Numerical Stability¶
The fitter warns if the covariance matrix has a high condition number (> 1e10), which indicates near-collinear columns:
# Near-collinear data
df["z_copy"] = df["z"] + np.random.normal(0, 0.001, len(df))
# This will emit a warning
result = fitter.fit(df, columns=["x", "y", "z", "z_copy"])
# Warning: Covariance matrix has high condition number (1.23e+12)...
Consider removing highly correlated columns if you see this warning.
Serialization¶
Save and load results for later use:
# Save to JSON (recommended)
result.save("mvn_model.json")
# Or pickle for faster serialization
result.save("mvn_model.pkl")
# Load later
loaded = MultivariateNormalResult.load("mvn_model.json")

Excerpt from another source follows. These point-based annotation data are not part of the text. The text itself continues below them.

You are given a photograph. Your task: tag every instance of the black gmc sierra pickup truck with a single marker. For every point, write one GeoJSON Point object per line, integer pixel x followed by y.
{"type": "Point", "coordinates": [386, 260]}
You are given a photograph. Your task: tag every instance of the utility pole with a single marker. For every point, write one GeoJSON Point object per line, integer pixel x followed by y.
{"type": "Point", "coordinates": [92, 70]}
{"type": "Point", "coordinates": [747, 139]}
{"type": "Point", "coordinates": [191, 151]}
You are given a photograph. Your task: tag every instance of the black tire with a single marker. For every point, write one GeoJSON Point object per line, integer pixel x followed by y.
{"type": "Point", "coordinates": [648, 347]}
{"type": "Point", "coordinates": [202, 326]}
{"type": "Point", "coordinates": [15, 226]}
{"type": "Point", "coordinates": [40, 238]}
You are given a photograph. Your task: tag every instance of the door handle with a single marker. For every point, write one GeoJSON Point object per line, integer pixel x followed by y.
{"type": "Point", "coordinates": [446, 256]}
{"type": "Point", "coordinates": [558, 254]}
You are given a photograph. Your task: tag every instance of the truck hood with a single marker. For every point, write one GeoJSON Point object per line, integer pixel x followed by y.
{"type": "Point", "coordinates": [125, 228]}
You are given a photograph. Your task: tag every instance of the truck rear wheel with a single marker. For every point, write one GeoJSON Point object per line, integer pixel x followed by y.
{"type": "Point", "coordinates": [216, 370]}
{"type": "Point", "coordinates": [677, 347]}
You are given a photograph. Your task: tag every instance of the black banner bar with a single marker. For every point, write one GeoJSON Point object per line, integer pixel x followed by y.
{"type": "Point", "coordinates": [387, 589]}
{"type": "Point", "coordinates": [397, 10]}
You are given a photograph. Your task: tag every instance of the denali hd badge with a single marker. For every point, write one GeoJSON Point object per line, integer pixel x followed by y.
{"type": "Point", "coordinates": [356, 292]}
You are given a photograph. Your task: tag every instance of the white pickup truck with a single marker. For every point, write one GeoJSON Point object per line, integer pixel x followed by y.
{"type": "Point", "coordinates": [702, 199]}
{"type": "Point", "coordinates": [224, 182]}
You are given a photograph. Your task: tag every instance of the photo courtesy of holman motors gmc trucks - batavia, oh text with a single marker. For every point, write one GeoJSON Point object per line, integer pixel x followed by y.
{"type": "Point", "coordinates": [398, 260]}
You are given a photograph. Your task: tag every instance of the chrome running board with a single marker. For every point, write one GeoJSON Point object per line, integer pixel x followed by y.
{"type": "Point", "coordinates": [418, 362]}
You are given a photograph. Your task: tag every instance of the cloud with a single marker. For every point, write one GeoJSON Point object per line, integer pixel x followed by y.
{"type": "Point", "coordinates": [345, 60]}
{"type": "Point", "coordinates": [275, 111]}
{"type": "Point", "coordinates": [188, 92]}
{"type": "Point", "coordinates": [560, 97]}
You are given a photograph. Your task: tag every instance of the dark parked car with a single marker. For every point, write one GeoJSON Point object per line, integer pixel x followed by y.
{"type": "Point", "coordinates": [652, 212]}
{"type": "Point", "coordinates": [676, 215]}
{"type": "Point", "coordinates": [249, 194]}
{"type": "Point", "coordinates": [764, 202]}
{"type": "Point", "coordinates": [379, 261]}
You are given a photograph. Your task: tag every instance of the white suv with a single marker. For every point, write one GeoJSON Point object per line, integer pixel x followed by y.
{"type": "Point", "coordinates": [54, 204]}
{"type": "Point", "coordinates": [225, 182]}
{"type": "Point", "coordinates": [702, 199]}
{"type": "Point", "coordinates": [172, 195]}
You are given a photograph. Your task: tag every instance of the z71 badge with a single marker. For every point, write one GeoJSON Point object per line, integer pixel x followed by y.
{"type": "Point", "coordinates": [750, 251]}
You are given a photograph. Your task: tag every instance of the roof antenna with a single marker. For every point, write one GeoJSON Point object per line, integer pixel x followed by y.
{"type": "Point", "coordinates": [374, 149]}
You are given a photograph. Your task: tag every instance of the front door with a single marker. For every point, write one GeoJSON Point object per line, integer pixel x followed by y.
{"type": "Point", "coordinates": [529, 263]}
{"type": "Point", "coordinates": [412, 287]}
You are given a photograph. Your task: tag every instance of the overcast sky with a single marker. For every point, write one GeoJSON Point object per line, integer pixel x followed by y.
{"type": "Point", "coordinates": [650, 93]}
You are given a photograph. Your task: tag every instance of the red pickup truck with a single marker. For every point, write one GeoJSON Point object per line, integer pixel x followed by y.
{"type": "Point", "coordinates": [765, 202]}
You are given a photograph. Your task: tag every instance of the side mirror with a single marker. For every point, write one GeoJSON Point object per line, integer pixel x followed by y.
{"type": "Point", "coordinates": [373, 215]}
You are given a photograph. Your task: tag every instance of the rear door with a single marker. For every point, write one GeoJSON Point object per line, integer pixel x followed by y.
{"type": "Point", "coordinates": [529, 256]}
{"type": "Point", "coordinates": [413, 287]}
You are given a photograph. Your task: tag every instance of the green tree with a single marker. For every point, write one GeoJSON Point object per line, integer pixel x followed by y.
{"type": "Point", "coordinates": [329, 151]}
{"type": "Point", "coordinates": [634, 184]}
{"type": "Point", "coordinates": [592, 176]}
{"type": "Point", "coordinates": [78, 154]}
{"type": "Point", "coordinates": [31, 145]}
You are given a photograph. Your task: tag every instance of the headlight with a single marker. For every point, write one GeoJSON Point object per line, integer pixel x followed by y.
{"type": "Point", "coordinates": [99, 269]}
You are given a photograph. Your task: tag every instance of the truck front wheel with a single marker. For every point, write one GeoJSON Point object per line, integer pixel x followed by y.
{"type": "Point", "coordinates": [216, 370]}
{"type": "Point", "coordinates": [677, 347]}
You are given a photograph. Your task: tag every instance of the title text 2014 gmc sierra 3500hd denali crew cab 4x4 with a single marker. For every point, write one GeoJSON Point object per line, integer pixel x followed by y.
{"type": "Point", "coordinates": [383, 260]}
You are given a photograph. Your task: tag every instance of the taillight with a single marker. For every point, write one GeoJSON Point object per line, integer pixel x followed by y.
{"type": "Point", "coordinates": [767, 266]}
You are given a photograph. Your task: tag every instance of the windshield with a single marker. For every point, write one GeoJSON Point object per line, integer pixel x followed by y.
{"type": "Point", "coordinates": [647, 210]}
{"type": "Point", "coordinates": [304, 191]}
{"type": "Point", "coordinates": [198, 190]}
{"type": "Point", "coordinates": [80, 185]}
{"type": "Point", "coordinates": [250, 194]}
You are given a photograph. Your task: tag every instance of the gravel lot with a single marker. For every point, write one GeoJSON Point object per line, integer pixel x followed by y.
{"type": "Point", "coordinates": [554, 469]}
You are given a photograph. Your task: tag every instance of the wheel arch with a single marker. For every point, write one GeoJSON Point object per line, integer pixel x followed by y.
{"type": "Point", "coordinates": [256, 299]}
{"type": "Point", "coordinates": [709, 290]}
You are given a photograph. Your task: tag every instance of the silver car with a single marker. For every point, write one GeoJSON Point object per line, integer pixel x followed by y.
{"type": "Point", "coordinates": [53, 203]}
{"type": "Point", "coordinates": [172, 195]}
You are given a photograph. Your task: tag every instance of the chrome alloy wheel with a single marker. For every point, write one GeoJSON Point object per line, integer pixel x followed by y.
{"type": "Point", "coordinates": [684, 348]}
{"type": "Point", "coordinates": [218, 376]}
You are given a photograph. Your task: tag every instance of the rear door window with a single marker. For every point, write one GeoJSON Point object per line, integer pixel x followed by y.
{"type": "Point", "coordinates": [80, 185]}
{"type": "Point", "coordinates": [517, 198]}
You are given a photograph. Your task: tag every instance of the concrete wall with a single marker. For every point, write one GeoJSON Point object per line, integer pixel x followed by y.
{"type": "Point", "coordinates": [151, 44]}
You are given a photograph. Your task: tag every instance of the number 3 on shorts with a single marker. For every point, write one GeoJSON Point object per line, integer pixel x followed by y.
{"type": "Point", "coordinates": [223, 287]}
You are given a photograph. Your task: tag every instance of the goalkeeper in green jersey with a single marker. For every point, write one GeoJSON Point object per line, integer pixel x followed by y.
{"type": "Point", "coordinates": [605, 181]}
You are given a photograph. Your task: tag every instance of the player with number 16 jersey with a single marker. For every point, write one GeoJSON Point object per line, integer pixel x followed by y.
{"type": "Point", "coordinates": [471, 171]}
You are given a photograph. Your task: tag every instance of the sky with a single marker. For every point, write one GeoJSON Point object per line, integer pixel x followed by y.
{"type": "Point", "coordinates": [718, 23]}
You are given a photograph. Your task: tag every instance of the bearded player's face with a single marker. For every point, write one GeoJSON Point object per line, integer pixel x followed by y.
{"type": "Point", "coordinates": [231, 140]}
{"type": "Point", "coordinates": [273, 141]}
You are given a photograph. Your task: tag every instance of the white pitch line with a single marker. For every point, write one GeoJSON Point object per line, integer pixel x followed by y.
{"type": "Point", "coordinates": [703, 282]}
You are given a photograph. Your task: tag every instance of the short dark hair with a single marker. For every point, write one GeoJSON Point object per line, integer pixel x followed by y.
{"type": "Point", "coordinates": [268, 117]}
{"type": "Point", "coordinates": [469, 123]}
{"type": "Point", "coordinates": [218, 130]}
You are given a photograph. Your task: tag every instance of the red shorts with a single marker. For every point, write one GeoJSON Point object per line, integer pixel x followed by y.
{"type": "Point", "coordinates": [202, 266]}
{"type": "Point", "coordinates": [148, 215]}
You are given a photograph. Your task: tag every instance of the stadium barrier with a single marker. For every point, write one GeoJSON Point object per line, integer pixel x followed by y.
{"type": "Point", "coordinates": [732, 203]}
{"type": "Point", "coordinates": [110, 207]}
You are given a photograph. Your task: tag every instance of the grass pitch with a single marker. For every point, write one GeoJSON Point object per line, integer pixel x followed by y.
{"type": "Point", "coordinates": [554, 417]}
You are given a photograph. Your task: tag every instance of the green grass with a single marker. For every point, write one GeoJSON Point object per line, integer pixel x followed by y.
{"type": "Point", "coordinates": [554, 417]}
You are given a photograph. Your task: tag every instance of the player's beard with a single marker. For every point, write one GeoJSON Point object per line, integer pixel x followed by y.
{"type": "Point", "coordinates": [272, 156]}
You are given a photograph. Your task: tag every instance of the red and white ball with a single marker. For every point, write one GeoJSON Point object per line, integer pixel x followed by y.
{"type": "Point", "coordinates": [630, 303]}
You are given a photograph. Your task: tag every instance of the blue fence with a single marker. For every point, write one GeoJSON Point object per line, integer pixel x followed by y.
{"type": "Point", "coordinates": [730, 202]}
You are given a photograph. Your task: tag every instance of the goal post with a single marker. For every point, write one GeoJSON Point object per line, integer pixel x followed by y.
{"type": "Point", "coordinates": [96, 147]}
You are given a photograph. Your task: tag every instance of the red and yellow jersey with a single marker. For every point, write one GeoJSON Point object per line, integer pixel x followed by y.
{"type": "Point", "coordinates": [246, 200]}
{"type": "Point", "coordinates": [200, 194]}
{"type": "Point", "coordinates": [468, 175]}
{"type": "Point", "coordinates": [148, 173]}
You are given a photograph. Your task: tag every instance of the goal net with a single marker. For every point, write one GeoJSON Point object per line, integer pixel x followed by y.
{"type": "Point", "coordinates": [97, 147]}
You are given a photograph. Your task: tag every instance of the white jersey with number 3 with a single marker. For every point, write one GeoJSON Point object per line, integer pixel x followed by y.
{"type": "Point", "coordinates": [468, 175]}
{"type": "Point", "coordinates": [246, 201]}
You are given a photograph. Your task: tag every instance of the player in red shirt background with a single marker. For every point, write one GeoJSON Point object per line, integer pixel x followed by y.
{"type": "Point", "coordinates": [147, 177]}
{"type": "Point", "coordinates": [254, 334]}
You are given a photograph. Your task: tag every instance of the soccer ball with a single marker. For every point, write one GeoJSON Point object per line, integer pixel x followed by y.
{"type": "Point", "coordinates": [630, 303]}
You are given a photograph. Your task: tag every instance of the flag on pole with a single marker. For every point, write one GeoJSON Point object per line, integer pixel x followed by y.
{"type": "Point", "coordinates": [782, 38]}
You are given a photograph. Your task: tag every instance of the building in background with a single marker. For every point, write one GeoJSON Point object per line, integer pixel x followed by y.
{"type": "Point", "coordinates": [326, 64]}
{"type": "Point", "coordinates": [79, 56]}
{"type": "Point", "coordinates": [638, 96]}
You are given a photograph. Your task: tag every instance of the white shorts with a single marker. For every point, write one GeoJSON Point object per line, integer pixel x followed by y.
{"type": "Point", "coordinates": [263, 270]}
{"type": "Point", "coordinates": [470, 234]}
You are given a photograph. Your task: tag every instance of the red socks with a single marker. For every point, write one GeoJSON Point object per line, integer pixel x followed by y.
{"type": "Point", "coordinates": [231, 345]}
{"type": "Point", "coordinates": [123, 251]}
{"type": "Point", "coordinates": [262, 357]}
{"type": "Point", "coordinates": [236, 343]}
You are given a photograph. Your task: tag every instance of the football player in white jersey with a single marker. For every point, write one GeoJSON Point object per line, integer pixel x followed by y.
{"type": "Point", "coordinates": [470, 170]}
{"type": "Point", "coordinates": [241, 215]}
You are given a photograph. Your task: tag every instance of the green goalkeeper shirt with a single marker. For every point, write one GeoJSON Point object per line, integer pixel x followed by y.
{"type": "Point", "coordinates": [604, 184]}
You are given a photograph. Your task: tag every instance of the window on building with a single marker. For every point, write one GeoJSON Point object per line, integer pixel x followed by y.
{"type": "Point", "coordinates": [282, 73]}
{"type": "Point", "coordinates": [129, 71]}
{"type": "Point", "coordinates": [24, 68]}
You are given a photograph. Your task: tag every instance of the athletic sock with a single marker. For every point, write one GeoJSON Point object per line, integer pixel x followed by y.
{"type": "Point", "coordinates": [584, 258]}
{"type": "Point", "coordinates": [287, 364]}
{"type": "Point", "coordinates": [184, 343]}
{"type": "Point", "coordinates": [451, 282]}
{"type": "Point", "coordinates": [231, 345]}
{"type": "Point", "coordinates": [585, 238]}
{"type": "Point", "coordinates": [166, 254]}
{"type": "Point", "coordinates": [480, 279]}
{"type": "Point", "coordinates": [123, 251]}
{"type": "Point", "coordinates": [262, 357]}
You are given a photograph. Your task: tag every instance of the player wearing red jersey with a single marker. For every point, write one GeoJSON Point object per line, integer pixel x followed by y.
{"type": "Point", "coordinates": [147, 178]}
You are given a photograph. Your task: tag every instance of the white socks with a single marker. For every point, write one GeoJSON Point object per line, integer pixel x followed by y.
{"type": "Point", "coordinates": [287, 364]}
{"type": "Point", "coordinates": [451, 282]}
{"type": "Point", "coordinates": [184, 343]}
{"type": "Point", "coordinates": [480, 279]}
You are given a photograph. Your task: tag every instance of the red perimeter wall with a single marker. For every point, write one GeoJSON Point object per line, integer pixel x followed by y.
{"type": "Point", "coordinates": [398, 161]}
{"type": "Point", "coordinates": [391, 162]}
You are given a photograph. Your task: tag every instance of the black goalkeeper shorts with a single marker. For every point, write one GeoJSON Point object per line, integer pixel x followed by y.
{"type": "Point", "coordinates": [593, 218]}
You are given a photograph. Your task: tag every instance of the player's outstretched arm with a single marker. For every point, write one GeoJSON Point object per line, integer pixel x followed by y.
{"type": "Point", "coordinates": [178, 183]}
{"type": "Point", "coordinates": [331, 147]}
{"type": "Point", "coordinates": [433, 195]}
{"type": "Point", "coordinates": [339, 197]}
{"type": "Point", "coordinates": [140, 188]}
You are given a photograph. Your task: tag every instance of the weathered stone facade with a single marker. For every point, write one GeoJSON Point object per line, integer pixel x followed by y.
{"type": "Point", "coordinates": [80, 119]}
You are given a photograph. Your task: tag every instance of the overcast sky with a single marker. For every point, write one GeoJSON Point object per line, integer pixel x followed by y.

samples = loaded.sample(n=1000)
The JSON format includes metadata:
{
"schema_version": "1.0",
"spark_bestfit_version": "2.9.0",
"created_at": "2026-01-10T22:00:00Z",
"type": "multivariate_normal",
"column_names": ["x", "y", "z"],
"mean": [10.0, 20.0, 30.0],
"cov": [[4.0, 2.0, 1.0], [2.0, 9.0, 3.0], [1.0, 3.0, 16.0]],
"n_samples": 5000
}
Comparison with Copula¶
Feature |
GaussianCopula |
MultivariateNormalFitter |
|---|---|---|
Marginal distributions |
Any (100+ supported) |
Gaussian only |
Correlation type |
Spearman (rank) |
Pearson (linear) |
Parameters |
Per-column + correlation |
Joint mean + covariance |
Sampling process |
Transform through marginals |
Direct MVN sampling |
PDF evaluation |
Not available |
Available |
Outlier detection |
Not built-in |
Mahalanobis distance |
API Reference¶
See spark_bestfit.multivariate.MultivariateNormalFitter and
spark_bestfit.multivariate.MultivariateNormalResult for full API documentation.